Thabo told a story, his forte, as did another boy. Afterwards the burden again transferred to the old man who had a wealth of experience and spoke with the authority of age. He told of his bravery as a young warrior, later as an apprentice dibia. The oppressive night folded upon them.
Thabo lay on his back, surveying the infinite sky, illumined by remnants of the lustrous moon. The stars dotted the heavens, glistening white sand pebbles on the overarching sea of the universe. Thabo’s ear lay close to the ground. In the distance zebra brayed, and faintly audible was the thud-thud of antelope herds galloping into the moonscape. An owl hooted, a melancholy note of uncertain wavelength. The sound died and was resuscitated, only to fade in windborne bursts with the muffled thunder of the fleeing herd. Thabo listening, prayed for the safety of the herbivorous antelopes from the carnivorous big cats. As if affronted a sudden roar shattered the veldt night’s accord. The answering bellow of another lion rumbled unchallenged across the subdued plains. Thabo winced involuntarily.

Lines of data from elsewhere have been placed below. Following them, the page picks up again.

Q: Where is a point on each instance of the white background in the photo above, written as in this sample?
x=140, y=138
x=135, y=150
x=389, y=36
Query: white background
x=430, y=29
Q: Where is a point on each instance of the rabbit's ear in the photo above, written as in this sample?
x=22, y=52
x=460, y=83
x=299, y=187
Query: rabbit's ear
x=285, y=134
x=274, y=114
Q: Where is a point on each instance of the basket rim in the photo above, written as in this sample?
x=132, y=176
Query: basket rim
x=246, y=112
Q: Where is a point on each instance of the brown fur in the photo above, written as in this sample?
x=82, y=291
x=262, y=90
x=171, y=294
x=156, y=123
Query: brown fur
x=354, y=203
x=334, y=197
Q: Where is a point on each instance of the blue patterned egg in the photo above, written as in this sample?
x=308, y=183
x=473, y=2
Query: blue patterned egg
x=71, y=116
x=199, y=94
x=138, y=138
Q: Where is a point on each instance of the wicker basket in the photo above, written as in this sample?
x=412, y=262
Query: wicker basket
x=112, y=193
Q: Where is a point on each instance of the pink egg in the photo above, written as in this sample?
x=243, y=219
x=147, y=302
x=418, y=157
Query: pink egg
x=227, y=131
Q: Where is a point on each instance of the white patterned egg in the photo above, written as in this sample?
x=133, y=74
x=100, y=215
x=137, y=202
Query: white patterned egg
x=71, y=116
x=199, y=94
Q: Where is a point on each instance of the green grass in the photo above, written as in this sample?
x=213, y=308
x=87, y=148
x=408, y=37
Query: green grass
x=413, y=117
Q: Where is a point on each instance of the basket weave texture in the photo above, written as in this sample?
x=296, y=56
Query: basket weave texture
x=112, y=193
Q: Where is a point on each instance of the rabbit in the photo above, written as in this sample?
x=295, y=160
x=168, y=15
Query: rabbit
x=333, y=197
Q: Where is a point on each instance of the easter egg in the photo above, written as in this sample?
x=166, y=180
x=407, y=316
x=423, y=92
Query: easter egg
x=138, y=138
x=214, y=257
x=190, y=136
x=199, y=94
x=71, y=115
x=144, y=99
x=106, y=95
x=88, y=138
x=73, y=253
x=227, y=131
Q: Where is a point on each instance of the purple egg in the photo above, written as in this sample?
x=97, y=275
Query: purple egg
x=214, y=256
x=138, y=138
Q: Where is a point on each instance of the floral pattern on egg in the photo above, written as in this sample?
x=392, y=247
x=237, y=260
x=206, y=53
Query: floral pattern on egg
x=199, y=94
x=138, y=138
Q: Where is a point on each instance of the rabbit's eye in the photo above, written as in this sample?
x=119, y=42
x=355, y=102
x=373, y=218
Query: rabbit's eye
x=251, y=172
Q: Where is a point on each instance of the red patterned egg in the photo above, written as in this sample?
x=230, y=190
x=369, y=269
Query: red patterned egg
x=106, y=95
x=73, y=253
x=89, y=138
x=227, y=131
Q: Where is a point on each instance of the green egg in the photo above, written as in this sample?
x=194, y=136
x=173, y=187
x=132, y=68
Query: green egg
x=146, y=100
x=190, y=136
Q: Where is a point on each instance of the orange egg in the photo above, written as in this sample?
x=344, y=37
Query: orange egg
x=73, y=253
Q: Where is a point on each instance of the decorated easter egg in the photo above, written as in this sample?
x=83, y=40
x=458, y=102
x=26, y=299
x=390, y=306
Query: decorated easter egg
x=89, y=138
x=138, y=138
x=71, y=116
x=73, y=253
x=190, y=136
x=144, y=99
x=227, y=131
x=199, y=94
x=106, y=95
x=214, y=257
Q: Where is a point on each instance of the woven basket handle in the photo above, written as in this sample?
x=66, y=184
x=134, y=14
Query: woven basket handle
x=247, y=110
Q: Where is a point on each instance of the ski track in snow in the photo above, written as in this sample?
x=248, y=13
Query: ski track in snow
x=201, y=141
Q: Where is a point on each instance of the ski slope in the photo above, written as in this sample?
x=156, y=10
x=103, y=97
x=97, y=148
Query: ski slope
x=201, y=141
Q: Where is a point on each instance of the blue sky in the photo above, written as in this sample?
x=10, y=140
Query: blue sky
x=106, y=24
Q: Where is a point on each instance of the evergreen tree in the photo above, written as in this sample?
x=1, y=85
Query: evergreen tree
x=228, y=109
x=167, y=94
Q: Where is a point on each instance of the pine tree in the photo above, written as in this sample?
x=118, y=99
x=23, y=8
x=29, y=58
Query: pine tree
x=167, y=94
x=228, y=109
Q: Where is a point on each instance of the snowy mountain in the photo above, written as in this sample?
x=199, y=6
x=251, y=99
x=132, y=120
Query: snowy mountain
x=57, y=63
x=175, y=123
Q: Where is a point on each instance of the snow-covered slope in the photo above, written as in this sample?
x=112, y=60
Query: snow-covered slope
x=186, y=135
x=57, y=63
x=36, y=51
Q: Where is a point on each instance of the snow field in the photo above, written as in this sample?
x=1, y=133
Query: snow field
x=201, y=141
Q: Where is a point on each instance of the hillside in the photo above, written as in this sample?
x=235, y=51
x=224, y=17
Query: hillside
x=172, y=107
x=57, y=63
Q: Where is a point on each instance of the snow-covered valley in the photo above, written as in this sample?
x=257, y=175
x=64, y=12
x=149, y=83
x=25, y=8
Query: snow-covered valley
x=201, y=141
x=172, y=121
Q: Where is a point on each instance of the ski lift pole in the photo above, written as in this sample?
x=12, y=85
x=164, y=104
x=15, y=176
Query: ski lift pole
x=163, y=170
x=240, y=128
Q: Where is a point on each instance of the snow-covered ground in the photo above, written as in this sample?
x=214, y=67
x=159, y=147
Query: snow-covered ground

The old man, in the middle of a story, broke off to comment on what the young warriors already knew: Simba had killed. Kwazi tribefolk, indeed almost all bush dwellers will make a similar statement despite knowing that in actuality lions only roared only when defining territory, courting, or reasons more abstruse than roaring over a kill. What probably happened was that the lionesses had brought down an antelope, and a pride lion or lions immediately moved in to claim it. The lionesses were roaring disapproval at the pecking order. For the young warriors lying on the ground staring at the stars, or sitting cross-legged before the glowing embers, there was only silent acknowledgement with a nod. As though by common consent each warrior was saving his strength for the next day’s ordeal when every one of them would be pitted against any species of antelope of the old man’s devising.

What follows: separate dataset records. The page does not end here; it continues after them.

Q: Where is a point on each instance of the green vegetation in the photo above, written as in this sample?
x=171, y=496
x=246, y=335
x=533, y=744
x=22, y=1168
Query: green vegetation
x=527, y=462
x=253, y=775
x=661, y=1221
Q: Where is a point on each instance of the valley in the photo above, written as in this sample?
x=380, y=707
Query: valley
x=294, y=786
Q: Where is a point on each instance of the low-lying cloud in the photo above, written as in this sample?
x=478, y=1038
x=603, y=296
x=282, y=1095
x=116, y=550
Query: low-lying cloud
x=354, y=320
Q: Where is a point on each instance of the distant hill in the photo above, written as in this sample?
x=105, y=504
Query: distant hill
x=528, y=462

The cool night breeze caressed Thabo’s face. His entire body felt a carefree synergy with the universe. Contented, his heartbeat slowed to a very low rate. The spirit of the veldt descended, and lifted his soul up, up, flung it elflike, to the elements, the limitless sky. He became a metamorphic avian perched on an invisible pedestal in the nether regions of a giddy sky, neighbor to the moon, first cousin to the stars. Beneath him rolled the pristine beauty of the veldt, the everlasting moonlit plains, filled with exuberant life and floating the spoors of umpteen wildlife. Sometimes the exuberance was chopped by sudden and quite violent death as had just been intuited from the stampede of the herd and the lions bickering for rights to the felled meat. Thabo wondered if the consonance of the night suffered less for it and concluded that such occasions never took away the joys of the free, mysterious veldt.

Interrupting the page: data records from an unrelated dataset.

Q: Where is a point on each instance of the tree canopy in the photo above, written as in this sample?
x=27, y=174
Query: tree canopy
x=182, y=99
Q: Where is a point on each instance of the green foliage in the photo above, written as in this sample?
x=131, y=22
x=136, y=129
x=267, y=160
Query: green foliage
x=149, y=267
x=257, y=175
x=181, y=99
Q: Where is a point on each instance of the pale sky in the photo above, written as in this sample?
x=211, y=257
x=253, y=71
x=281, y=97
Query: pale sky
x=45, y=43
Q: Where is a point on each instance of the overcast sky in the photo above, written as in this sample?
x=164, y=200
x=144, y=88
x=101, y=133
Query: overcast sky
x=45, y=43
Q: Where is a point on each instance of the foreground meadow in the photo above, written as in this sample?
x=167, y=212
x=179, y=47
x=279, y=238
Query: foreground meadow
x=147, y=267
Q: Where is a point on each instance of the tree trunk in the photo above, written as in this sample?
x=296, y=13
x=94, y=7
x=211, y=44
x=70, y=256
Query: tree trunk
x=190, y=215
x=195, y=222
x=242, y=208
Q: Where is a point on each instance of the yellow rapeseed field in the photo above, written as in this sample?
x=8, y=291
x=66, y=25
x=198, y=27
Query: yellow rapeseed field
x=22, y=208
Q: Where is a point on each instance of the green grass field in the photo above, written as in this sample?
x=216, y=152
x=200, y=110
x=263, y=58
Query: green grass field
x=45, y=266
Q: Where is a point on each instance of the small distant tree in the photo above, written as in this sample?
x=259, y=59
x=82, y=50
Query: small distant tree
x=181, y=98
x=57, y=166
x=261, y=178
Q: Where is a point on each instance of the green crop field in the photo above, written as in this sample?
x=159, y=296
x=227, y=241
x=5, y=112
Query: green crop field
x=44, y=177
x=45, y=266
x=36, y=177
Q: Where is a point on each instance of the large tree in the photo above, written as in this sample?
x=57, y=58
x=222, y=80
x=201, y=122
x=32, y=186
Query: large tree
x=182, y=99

He thought of the girl Nefrika, as he often did when his thoughts dwelt on gazelles. Not that he needed a mnemonic to precipitate the girl into his vision. Just that Nefrika resembled a gazelle in distinct ways – graceful, lithe, those loose-swinging buttocks and the sloe-eyed oval face whose disturbing beauty enthralled a man while at the same time punishing him. The perception of punishment arose from one’s fear that she may prove difficult to woo, plus the feelings of personal hopelessness which constantly torment an avowed worshipper of female forms. There was even a species of deer – springbok –whose gaudy walk, like a peacock’s, somewhat resembled Nefrika’s. He mulled over Nefrika’s other attributes, and during this prolonged and rather pleasurable amusement, sleep overtook him. Just before he went under, Thabo saw the old man rise and circle the encampment chanting the abracadabra of his strange art, throwing spell-laden water with his fingers as he cursed evil spirits lurking nearby, casting the spells which would protect the group from attack by beasts during the night. The dibia also placed a substance in the fire embers. A sweet-sickly fragrance rose in the profuseness of smoke, and its fragrance would further repel mosquitoes and other pests.